Neşe Erberk defilelerine çıktım, babam istemedi devam etmemi. Oyunculuğu çok seviyordum. "Tiyatro bölümüne devam edeyim" dedim, "Yapamazsın" dedi, "Keman çalayım" dedim, "Olmaz" dedi. Bu yaşta keman dersleri almaya başladım.
Şimdi babamın filmini yapacağız. Kimsenin bilmediği tarafını yansıtacağız. Taner Ölmez'e çok benzetiyorum, şarkı da söyleyebiliyor, çok yetenekli. İnşallah olursa, onun oynamasını çok isterim. Gençliğimi de Eda Ece oynasın isterim. Onu çok seviyorum. Odalarda Işıksızım diye bir müzikal projemiz de var.
27 yaşında ve 13 yaşında iki oğlum var. Büyük oğlumla beraber bir yere gidince sevgilim sanıyorlar. Çok bozuluyor. Erken yaşta anne olmak iyi değil, olgun yaşta anne olmak isterdim.
TARIK ÜNDÜZ
DÜNYADA DEDESİNİ OYNAYAN BAŞKA TORUN YOK
Adile filminin çekimleri bitti. Dedem Gazanfer Özcan'ı oynadım. Dünyada dedesini oynayan kaç tane oyuncu hatta torun var. 19 yaşında konservatuvara girdim. 20 yaşındayken dedem vefat etti. Hiç oyunculuk konuşamadık. Tiyatro yaptıkça ne kadar zor olduğunu gördüm. Entelektüel miras çok büyük sorumluluk. Aileden biri gibi davranıyor herkes bana.

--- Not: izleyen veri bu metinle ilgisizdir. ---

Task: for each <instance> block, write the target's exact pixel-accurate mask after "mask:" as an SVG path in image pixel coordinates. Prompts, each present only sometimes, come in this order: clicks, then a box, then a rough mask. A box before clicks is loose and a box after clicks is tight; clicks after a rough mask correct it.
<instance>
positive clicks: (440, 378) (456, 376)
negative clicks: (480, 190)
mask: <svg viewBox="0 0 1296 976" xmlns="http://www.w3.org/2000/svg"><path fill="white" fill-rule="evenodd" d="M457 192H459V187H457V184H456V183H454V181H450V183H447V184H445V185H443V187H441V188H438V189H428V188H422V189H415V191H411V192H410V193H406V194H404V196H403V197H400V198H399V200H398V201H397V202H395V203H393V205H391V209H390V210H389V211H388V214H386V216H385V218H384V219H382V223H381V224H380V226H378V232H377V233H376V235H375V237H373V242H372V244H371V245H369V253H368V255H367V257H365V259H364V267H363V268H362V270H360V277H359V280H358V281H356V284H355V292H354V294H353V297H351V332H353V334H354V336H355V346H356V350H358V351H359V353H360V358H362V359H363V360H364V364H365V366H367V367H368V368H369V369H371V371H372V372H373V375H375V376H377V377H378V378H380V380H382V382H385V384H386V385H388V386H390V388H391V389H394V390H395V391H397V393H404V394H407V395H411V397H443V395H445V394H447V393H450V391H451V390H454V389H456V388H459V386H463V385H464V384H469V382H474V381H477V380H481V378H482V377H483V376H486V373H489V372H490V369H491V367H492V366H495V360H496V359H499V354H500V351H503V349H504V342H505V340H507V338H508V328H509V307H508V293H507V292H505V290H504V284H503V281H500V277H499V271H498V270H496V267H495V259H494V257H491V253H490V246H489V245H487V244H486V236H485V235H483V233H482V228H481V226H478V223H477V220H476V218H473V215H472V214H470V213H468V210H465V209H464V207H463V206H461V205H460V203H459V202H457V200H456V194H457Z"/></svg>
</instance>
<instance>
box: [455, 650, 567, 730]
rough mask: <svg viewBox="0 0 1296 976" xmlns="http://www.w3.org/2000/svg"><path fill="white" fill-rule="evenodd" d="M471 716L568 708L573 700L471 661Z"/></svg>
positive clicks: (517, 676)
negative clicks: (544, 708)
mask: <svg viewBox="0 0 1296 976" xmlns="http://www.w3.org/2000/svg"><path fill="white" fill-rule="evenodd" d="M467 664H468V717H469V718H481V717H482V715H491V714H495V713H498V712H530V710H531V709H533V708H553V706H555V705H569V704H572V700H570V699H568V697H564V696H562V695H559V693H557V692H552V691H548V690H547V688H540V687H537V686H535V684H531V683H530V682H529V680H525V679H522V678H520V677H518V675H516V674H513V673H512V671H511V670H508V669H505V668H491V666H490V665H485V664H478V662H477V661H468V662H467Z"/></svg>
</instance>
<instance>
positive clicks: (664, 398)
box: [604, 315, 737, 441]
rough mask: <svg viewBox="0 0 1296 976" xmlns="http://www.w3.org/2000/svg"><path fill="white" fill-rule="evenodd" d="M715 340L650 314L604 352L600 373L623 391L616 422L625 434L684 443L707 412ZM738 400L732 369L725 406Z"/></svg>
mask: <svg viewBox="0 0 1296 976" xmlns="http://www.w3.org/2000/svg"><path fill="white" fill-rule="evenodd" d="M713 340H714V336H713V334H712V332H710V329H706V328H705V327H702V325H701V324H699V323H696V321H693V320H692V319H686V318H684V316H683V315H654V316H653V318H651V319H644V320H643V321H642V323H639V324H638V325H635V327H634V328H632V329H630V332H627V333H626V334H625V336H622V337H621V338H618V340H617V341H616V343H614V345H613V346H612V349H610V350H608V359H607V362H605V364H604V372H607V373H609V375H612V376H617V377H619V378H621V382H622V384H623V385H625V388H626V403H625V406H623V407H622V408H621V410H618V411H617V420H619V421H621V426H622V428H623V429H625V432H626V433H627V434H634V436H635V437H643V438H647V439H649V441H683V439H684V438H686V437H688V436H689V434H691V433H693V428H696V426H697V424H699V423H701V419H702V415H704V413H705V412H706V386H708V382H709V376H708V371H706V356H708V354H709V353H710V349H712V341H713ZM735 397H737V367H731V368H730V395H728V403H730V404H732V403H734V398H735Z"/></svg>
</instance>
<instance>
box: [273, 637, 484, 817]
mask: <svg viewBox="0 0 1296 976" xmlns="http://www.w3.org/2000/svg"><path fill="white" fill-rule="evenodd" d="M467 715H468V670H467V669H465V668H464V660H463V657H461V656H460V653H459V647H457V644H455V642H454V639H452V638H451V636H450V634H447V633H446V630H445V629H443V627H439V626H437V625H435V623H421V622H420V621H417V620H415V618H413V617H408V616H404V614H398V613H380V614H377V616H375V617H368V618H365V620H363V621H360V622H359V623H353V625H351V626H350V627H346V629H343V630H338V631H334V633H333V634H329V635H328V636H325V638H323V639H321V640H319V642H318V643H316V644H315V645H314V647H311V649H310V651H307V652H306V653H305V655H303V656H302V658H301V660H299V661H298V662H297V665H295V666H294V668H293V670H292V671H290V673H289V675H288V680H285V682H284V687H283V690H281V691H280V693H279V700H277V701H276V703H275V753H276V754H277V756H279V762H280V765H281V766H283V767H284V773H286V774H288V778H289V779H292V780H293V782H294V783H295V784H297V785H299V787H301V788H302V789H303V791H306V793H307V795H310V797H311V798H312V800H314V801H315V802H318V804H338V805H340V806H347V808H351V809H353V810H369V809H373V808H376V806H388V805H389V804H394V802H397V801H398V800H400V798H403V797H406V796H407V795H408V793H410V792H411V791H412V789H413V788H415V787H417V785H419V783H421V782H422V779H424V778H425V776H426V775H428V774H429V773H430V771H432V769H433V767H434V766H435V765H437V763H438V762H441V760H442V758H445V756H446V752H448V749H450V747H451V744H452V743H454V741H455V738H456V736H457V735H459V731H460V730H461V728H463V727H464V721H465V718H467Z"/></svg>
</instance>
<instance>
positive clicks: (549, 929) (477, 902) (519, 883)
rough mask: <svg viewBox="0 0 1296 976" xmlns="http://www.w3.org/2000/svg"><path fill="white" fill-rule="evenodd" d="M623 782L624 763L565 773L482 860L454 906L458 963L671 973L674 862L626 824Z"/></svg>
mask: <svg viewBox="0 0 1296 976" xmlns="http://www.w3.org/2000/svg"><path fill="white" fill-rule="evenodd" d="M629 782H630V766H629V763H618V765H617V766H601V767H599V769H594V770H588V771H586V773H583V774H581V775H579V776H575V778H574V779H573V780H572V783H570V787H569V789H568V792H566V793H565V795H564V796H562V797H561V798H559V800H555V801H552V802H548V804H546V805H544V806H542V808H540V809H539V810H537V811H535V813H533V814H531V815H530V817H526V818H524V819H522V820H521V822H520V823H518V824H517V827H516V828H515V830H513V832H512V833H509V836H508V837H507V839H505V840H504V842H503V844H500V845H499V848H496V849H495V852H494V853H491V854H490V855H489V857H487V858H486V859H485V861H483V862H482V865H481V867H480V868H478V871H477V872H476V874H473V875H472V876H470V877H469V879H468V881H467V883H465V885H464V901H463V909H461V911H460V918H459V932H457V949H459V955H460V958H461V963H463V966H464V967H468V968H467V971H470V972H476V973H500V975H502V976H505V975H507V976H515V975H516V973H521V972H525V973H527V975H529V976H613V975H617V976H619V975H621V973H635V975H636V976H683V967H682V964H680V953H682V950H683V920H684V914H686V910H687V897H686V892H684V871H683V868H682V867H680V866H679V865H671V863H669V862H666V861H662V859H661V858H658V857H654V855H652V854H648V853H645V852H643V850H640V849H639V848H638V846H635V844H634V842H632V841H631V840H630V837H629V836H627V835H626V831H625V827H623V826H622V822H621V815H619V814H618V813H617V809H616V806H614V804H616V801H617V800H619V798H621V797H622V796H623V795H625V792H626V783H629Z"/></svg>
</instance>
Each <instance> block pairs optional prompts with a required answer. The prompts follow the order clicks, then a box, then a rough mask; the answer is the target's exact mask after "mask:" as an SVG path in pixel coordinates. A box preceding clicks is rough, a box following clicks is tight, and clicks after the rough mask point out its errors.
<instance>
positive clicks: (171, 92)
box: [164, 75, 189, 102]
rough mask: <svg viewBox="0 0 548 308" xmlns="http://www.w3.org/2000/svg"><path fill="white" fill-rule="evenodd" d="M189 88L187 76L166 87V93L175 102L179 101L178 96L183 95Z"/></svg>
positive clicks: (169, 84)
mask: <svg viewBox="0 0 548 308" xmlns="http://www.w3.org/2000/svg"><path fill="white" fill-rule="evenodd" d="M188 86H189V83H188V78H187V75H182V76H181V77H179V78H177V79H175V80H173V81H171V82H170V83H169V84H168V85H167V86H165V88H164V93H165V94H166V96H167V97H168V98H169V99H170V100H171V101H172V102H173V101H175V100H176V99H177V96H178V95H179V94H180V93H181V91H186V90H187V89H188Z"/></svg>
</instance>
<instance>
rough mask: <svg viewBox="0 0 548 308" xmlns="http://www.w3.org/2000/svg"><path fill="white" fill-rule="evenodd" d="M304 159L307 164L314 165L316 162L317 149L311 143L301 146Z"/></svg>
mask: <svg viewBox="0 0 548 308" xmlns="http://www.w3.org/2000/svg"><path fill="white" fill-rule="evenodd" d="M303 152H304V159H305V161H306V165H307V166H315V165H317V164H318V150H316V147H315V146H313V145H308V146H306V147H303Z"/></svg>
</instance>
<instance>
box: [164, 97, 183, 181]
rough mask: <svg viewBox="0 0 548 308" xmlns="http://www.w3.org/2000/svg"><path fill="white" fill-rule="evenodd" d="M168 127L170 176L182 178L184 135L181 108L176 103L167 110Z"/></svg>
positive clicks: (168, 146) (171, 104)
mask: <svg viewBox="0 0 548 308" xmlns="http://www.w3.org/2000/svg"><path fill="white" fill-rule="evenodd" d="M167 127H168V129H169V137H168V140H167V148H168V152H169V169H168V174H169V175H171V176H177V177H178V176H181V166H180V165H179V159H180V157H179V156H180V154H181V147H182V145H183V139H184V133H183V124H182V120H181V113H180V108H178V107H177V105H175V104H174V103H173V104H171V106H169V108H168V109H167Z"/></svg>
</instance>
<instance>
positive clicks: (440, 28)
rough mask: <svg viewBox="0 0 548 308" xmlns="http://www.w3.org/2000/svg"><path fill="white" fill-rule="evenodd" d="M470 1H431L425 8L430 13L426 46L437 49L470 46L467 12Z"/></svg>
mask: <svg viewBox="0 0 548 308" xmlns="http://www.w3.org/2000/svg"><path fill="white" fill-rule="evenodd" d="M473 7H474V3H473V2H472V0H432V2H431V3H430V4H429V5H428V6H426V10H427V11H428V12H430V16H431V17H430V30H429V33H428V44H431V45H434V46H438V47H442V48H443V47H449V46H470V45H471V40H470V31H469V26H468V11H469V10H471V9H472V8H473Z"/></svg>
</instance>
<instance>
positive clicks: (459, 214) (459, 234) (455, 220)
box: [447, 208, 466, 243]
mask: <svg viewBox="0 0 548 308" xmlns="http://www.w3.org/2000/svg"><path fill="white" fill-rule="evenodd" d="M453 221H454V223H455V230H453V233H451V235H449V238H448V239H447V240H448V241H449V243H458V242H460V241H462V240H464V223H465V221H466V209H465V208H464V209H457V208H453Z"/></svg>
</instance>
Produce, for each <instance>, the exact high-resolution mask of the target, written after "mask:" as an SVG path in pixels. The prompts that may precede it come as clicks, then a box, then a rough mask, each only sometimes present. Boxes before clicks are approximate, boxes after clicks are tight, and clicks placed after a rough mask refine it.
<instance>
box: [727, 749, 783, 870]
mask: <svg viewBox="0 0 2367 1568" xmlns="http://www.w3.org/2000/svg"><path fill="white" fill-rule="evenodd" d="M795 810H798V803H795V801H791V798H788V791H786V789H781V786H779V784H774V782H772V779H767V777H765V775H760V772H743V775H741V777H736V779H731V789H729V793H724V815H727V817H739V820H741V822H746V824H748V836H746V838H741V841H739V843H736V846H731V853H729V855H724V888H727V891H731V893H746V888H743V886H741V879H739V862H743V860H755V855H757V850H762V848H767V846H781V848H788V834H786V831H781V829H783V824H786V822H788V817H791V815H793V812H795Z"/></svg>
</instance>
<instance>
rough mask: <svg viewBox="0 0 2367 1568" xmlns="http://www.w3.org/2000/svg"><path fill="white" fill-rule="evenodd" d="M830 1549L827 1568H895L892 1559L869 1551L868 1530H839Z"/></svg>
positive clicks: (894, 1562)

Dedem özel hayatında çok daha ağır başlı ve ciddi. Adile hanımı annemden çok duydum. Tiyatroda çok çalışmışlar. Karakter konusunda annemden çok yardım aldım. Filmi çeken Çağan Irmak beni güzel yönlendirdi. Annem için de çok özel bir film.
2007'de yine Çağan Irmak filmi Issız Adam'da rol aldım. Üniversite 1'deydim. Dedemde hayattaydı. Ben onun zayıf karnıyım. Anneme ve babama karşı daha sert ve disiplinliydi ama bana kıyamıyordu sanırım. Okuldayken oyunumu izlemişti hüngür hüngür ağlamıştı. Atv'de yayınlanan Kara Yılan dizisinde de ufak bir rolüm vardı. Orada da bayılıyordu. Tarık başka diyordu.
Dedemin saatiyle dolaşıyorum. Çok güzel bir alan tanıdı bana. Müthiş anılar bıraktı. Doğuştan şanslı olduğumuzu düşünüyorum.
Yıllar önce Hülya Avşar'ın klibinde oynadı. Şevval Sam'ın klibinde de eşimle oynadık. Çok güzel anı oldu bizim için. Oğlum olacak 1 ay sonra. Hazırlıklar başladı. Çok heyecanlıyım.
17 yıl beraberiz eşimle. Eşimin stilist olması bazen avantaj bazen dezavantaj. Mesela ben daha klasik seviyorum o yeni trendleri istiyor. Ama sonunda onun dediği oluyor.
Gönül Ülkü Gazanfer Özcan Tiyatrosu ekolünü devam ettirmek istiyorum. İsimlerini kimliklerini yaşatmak, en büyük hayalim bu. Komedi tiyatrosu azaldı. Bir Süheyl Behzat abi var. Çok az kişi var.